At the end of this lesson you will have created a personal GitHub repository that contains the information that you’ve learned. This gives you version controlled examples that you can take forward with you as references for your own projects.

  1. Create a GitHub account if you don’t have one yet.
  2. Navigate to your GitHub profile (https://github.com/) and click the “+” icon in the upper right hand side to create a new repository.
  3. Name the new repository named pixi-lesson, make it public, and give it a README and an open source license (e.g. MIT License).
  4. As GitHub requires two-factor authentication, it is highly recommended that you generate an SSH key pair specifically for GitHub, add the generated SSH key to your GitHub account, and then use your SSH keys to connect with GitHub.

What do I do if I don’t have Git installed on my machine?

Jump to the next section (“Software Setup”) and install Pixi. Then, run this command (which we’ll cover in the lesson) in your terminal

BASH

pixi global install git

and you’ll have Git installed. 👍

You can of course install Git in other ways depending on your operating system, but this is straightforward and will work for everyone.

Software Setup


This lesson will focus on using technology that allows for fully reproducible multi-platform software environments.

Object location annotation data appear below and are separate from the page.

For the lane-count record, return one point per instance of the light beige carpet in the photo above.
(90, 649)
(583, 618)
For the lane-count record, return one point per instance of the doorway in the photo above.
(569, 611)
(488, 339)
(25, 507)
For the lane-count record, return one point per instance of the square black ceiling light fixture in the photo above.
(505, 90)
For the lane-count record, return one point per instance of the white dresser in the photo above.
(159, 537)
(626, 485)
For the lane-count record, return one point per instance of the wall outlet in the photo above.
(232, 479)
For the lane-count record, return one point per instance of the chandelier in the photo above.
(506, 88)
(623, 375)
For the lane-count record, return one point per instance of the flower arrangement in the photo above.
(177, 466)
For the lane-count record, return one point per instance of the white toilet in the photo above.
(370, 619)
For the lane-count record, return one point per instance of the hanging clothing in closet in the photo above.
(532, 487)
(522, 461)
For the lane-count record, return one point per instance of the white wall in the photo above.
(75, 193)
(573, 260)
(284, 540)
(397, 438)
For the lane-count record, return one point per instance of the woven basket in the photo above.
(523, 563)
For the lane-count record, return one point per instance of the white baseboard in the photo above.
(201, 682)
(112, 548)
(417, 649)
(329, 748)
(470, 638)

Pixi, the technology that enables this, is the only tool that needs to be installed in advance of the lesson.

To install Pixi, follow the one-line installation instructions on the documentation website and then install the shell autocompletions for your respective terminal shell. See the options below for Linux, macOS, and Windows to get the operating system level commands that are provided in the installation docs.

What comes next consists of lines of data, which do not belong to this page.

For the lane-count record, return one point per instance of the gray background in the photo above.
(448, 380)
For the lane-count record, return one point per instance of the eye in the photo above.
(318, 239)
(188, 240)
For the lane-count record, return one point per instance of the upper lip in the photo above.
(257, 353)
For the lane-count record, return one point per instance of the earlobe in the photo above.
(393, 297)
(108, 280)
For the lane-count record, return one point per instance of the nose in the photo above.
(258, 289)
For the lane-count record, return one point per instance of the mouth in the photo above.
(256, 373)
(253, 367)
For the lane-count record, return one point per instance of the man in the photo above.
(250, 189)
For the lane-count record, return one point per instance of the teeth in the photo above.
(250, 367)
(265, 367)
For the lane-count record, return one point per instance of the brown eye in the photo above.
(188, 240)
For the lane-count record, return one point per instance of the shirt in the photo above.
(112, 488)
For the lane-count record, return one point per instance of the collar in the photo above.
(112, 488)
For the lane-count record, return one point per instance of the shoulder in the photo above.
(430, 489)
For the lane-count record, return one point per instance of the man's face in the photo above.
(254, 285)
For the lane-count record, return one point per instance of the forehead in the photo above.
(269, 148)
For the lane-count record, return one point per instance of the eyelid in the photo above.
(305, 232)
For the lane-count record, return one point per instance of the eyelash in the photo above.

If you already have Pixi installed, update it to the latest version with

pixi self-update

Discussion

Note that this lesson focuses specifically on the use of hardware acceleration libraries and machine learning libraries that use NVIDIA’s CUDA, which is closed source and proprietary. macOS users and Windows and Linux users that don’t have access to NVIDIA GPUs can still follow this lesson, but may run into situations where they are not able to execute examples that use the hardware accelerated versions of machine learning libraries.

BASH

curl -fsSL https://pixi.sh/install.sh | sh

or

BASH

wget -qO- https://pixi.sh/install.sh | sh

Autocompletions

Bash

Add the following to the end of ~/.bashrc:

BASH

eval "$(pixi completion --shell bash)"
Zsh

Add the following to the end of ~/.zshrc:

ZSH

autoload -Uz compinit && compinit  # redundant with Oh My Zsh
eval "$(pixi completion --shell zsh)"
Fish

Add the following to the end of ~/.config/fish/config.fish:

pixi completion --shell fish | source

POWERSHELL

powershell -ExecutionPolicy ByPass -c "irm -useb https://pixi.sh/install.ps1 | iex"

Autocompletions

Bash (available through Windows Terminal)

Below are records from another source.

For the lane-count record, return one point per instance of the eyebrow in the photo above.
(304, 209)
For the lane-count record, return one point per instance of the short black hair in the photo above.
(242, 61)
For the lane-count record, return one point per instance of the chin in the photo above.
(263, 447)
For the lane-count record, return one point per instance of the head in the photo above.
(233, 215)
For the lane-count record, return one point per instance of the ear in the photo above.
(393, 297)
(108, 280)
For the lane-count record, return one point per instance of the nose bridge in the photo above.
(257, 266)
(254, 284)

Add the following to the end of ~/.bashrc:

BASH

eval "$(pixi completion --shell bash)"
PowerShell

Add the following to the end of Microsoft.PowerShell_profile.ps1. You can check the location of this file by querying the $PROFILE variable in PowerShell. Typically the path is ~\Documents\PowerShell\Microsoft.PowerShell_profile.ps1.

POWERSHELL

(& pixi completion --shell powershell) | Out-String | Invoke-Expression

Docker (Optional)


While not explicitly required for this lesson, if you would like to have a more full interactive experience with the material it is suggested that you install the Linux container runtime and tool Docker. Install instructions for Docker can be found for your specific platform on the Docker docs website.

Callout

If you’re on Linux and would prefer to use Apptainer — if you don’t know what that is don’t worry — you can install that with

BASH

pixi global install apptainer

OSPool


For components of this lesson that involve High-Throughput Computing we’ll use the Open Science Pool (OSPool), as it is accessible to any researcher affiliated with a United States academic institution. (The 2025 version of this lesson is being taught in-person in the United States and so this is meant to ease infrastructure requirements, not to discriminate against people outside of the U.S. academic system.)

Register for an Access Point

Once you have an OSPool account and have been contacted by a Research Computing Facilitator, submit a request for an OSPool access point. Follow the instructions you are given and then verify your account by connecting to the access point and also add an SSH key pair for authentication.

Verify your project

OSPool uses projects to track compute resources across users. To see a list of all projects associated with your user account run

BASH

grep $USER /etc/condor/UserToProjectMap.txt

To set a project to associate job resource use with, add the following to your job submission files:

+ProjectName="<a project name from your list>"

Verify that you can submit jobs to the OSPoon using HTCondor

Follow the OSPool documentation example.